Abstract
Macular holes are now a treatable condition. In the 21 years since the concept of macular hole surgery was introduced at the American Academy of Ophthalmology meeting in New Orleans, and the presenter (Neil Kelly) was laughed off the stage, the technique has progressed to the point that the authors have heard busy surgeons stand up in meetings and say ‘I have not had a failure in 3 years’. Everything can be improved upon, and macular hole surgery can be refined as the authors are sure many of those reading this review will do.
Financial & competing interests disclosure
The authors have no relevant affiliations or financial involvement with any organization or entity with a financial interest in or financial conflict with the subject matter or materials discussed in the manuscript. This includes employment, consultancies, honoraria, stock ownership or options, expert testimony, grants or patents received or pending or royalties.
No writing assistance was utilized in the production of this manuscript.
Key issues:
Just over 25 years ago, macular hole was a disease which was previously inoperable.
Kelly is the father of macular hole surgery and persisted in his efforts to find a cure in spite of negative feedback from professional colleagues.

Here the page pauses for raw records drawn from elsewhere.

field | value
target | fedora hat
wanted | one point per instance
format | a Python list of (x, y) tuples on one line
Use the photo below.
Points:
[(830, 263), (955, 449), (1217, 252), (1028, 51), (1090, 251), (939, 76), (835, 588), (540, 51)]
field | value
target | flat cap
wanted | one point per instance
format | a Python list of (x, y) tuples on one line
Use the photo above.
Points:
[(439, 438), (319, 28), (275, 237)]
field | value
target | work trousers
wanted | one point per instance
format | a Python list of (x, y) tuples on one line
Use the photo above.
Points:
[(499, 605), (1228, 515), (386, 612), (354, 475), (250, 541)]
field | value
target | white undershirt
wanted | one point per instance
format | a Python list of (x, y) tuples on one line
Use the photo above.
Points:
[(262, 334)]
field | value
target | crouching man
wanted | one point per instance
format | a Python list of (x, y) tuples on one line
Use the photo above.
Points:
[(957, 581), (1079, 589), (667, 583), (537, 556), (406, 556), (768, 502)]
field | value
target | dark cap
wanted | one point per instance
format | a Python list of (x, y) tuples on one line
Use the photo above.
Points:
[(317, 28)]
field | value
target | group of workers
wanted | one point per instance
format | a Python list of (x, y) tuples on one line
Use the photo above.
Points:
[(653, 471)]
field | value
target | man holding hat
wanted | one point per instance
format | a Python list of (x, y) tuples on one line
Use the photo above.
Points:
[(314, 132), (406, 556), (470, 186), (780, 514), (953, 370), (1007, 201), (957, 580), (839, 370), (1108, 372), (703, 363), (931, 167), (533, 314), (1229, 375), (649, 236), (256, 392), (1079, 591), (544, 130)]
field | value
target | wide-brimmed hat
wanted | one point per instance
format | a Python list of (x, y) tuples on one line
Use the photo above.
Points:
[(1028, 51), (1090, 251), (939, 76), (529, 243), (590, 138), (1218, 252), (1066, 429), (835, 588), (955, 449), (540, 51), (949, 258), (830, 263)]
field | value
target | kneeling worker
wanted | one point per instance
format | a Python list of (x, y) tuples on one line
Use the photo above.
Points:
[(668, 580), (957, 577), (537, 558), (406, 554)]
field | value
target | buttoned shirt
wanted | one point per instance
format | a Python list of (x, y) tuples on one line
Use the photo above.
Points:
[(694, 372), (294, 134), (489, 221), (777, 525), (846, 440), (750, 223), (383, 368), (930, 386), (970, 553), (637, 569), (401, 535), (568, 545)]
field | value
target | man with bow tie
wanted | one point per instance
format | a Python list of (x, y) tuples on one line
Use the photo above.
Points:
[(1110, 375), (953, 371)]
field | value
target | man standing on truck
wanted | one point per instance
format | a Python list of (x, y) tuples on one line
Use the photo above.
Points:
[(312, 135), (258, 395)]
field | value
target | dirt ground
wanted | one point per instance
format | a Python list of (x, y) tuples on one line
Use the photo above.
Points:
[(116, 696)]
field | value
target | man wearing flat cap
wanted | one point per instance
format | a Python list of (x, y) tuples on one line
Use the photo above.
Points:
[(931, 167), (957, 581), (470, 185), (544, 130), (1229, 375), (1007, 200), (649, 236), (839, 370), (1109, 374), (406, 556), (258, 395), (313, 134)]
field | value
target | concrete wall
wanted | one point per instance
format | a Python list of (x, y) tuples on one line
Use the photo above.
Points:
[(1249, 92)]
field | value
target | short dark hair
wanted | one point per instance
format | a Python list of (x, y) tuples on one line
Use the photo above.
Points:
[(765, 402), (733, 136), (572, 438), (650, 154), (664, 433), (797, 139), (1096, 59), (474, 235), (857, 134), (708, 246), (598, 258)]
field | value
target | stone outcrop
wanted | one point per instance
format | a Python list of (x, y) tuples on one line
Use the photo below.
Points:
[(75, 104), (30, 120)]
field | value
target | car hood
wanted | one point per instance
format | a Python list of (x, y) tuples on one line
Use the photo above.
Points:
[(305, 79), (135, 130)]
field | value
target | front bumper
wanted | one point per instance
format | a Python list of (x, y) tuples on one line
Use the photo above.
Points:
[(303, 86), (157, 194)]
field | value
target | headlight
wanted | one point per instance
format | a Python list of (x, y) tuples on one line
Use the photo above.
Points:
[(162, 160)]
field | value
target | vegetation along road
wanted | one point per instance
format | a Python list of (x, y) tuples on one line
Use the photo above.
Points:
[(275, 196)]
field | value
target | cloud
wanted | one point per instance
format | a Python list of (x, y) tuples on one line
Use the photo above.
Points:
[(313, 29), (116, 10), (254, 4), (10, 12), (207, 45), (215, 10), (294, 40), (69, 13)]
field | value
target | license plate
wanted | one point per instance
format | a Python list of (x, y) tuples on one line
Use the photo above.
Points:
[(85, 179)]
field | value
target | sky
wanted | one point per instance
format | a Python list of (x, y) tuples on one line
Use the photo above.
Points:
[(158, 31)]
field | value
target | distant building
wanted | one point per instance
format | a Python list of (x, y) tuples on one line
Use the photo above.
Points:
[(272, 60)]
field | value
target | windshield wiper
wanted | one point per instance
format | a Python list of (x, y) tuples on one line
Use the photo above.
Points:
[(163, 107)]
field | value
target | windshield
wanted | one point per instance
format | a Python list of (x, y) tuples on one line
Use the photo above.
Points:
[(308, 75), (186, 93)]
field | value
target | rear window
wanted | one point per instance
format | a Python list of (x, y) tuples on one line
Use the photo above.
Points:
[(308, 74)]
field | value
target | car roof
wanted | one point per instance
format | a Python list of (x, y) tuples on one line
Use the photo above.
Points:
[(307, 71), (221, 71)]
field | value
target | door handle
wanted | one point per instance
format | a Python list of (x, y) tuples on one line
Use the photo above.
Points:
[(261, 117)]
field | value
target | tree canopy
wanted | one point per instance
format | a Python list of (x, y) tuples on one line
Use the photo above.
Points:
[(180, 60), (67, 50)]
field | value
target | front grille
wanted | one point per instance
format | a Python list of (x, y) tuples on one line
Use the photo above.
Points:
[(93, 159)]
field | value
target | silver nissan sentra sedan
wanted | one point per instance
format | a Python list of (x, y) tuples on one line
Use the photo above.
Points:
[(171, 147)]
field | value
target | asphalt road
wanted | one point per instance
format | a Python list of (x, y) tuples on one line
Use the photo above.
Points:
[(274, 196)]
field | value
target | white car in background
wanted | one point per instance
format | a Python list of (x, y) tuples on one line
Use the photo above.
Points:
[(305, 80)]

Posterior hyaloid removal during vitrectomy surgery is essential for successful macular hole closure.
Internal limiting membranes removal during surgery improves outcomes.
Indocyanine green and brilliant blue can improve surgical success rates.
Face-down positioning improves surgical success rates, but may not be necessary in the hands of some surgeons.
Macular holes can be closed in the vast majority of patients.